Dad laughed and recited a little rhyme to me:

“A swarm of bees in June is worth a silver spoon; but a swarm of bees in July is not worth a fly.”

I had my first hive, but sadly I had to wait until the fall of the next year before I could harvest the honey.  Soon I had a number of hives as people, when they heard that dad was helping me start a honey bee business, called him and asked him to come get the swarms that were in their yards or behind the clapboards of their homes.  Within the next three years, we had about twenty-five hives and more honey than we could use ourselves.  I was in business and often sold my excess honey to our little country store.

Fast forward ten years when I had left home to attend college, my dad called me and said my mother had been stung by one of my bees and was in the hospital with a life-threatening allergic reaction.  “We need to sell the bees,” he said.

Enter Mr. Al, a WWII German prisoner who elected to stay in the United States, and start his own farm.  When Mr. Al heard that dad was selling my bees, he offered to buy them, and dad charged him five dollars a hive and threw in the bee keeper’s outfit.  In early winter, Mr. Al retrieved the hives by loading them into the back of his rickety truck and took them home.  Everyone was satisfied, and I put the bee keeping business out of my head.
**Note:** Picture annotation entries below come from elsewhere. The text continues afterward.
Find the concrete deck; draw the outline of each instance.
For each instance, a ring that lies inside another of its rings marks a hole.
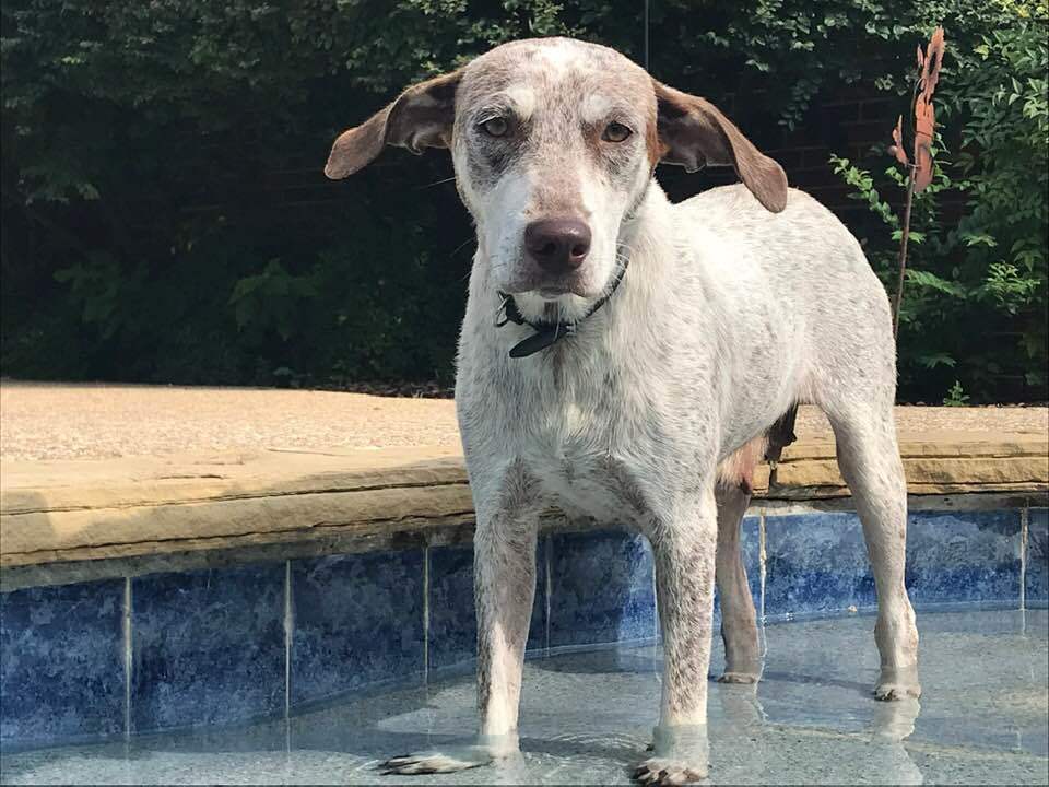
[[[270,448],[459,449],[455,402],[335,391],[0,381],[0,456],[110,459]],[[930,432],[1049,433],[1049,409],[900,407],[903,439]],[[798,436],[829,436],[801,408]]]
[[[114,572],[145,572],[175,556],[469,538],[448,400],[8,383],[0,411],[4,588],[91,578],[114,561],[125,563]],[[899,408],[897,420],[912,495],[1029,505],[1049,490],[1045,408]],[[803,408],[797,432],[775,478],[762,468],[758,504],[846,497],[826,421]]]

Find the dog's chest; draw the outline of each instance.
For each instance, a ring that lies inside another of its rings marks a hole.
[[[644,518],[649,506],[637,458],[638,415],[622,401],[589,392],[537,411],[521,434],[520,456],[542,495],[569,516]]]

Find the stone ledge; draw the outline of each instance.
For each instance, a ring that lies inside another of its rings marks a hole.
[[[900,444],[912,495],[1049,491],[1049,439],[942,433]],[[0,567],[308,542],[469,525],[462,457],[447,447],[0,462]],[[761,501],[848,496],[834,444],[788,447]]]

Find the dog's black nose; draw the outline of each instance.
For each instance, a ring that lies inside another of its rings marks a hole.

The next spring my dad called me at my job on campus and said, “Wait till I tell you what Mr. Al did.”

It seemed that Mr. Al did not understand that bees can live through a bitter cold northern winter and took all his new hives home and put them in his cellar to keep them from freezing.  In the spring the bees became active and soon his whole house was full of angry bees trying to escape.  Mr. Al came to get my dad to help him.  My father could not stop laughing, as he told me that he opened every door and window in Mr. Al’s house and helped him carry all the hives from the cellar to a near-by field.  Soon all the house-bound bees left their prison and returned to the hives, and Mr. Al was free to learn that bees create their own heating system in a winter hive and live just fine no matter how cold it gets.

As for me, I now get my honey from the supermarket, and it pleases me just fine.